William Henry Paynter (1901-1976) was a Cornish antiquary and folklorist who specialised in collecting witch-stories and folklore during the 1920s and 1930s: crucial years when beliefs in witches and ill-wishing were in decline in Cornwall. Paynter was an astute observer and a tireless collector of folklore, and his folklore collecting preserved many stories of Cornish witchcraft and cunning-folk that would otherwise have been lost.

Paynter was born in Callington and later lived at Liskeard. He travelled all over Cornwall on what he called his 'Witch Hunt' and was popularly called 'The Cornish Witch-finder' for the novelty of his research. Paynter visited every parish in Cornwall and heard tell stories of witchcraft; he was also witness to many cases of witchery and collected objects associated with witch-beliefs.

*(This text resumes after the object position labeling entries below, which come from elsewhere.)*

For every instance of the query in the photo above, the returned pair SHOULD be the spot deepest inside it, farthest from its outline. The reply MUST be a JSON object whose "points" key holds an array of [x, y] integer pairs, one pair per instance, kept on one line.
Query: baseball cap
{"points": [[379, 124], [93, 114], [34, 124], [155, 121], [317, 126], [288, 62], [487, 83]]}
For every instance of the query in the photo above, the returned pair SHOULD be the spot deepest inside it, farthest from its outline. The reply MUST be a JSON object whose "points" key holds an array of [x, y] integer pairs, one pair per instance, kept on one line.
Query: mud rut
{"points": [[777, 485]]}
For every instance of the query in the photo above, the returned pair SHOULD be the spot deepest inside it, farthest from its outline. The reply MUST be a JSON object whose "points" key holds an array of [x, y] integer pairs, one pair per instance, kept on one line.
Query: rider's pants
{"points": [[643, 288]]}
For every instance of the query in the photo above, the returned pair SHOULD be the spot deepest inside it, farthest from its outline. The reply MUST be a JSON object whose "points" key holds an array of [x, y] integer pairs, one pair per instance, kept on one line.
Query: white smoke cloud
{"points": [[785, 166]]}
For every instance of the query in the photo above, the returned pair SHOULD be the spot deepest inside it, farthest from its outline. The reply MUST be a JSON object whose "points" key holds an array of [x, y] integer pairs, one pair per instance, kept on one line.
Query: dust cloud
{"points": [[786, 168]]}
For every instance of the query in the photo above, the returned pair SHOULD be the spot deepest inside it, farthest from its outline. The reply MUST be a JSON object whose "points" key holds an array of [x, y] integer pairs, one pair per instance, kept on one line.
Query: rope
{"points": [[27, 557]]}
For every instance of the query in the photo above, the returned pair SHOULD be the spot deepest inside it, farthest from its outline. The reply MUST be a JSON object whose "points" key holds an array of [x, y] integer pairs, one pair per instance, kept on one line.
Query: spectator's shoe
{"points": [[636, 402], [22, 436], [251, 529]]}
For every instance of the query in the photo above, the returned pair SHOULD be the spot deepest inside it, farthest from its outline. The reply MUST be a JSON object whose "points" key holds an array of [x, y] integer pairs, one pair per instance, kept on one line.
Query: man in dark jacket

He was made a bard of the Cornish Gorseth in 1930 in recognition of his work, and took the bardic name 'Whyler Pystry', or 'Searcher Out of Witchcraft.'

Paynter was a prolific writer and published a large number of articles on his findings, which are a vital record of the survival of witch beliefs and practices into the early decades of the twentieth century. He also wrote a book on witchcraft in Cornwall, which was never published. As Paynter wrote before the Second World War, after which so many of the old beliefs in the supernatural collapsed, Paynter's writings may be said to comprise the last significant collection of Cornish folklore; they are a snapshot of what Cornish people actually believed before the modern world intruded upon and largely banished traditional witchcraft beliefs; they also pre-date the rise of modern pagan witchcraft, in the post-war years. Indeed, as an old man in 1969, Paynter wrote a retrospective on the fieldwork he conducted in his youth and could note that "Witchcraft in its traditional form appears to have gone forever."

Due to his work Paynter was regarded as "the eminent Cornish folklorist" and was a familiar figure on Westcountry television and radio. Paynter was also a founder member of the Callington Old Cornwall Society, in 1928, and did much to stimulate interest in Cornwall's past in that part of the Duchy.

In 1959 Paynter set up the Cornish Museum at East Looe, where he exhibited the collection of Cornish artefacts he spent his life collecting. He included in his displays the charms and witchcraft artefacts he collected on his 'witch hunt', early lighting devices, a section on early transport, another on John Wesley, relics of Cornish mining, a china clay exhibit, a section of an old Cornish kitchen, and many others illustrating how people lived in past generations.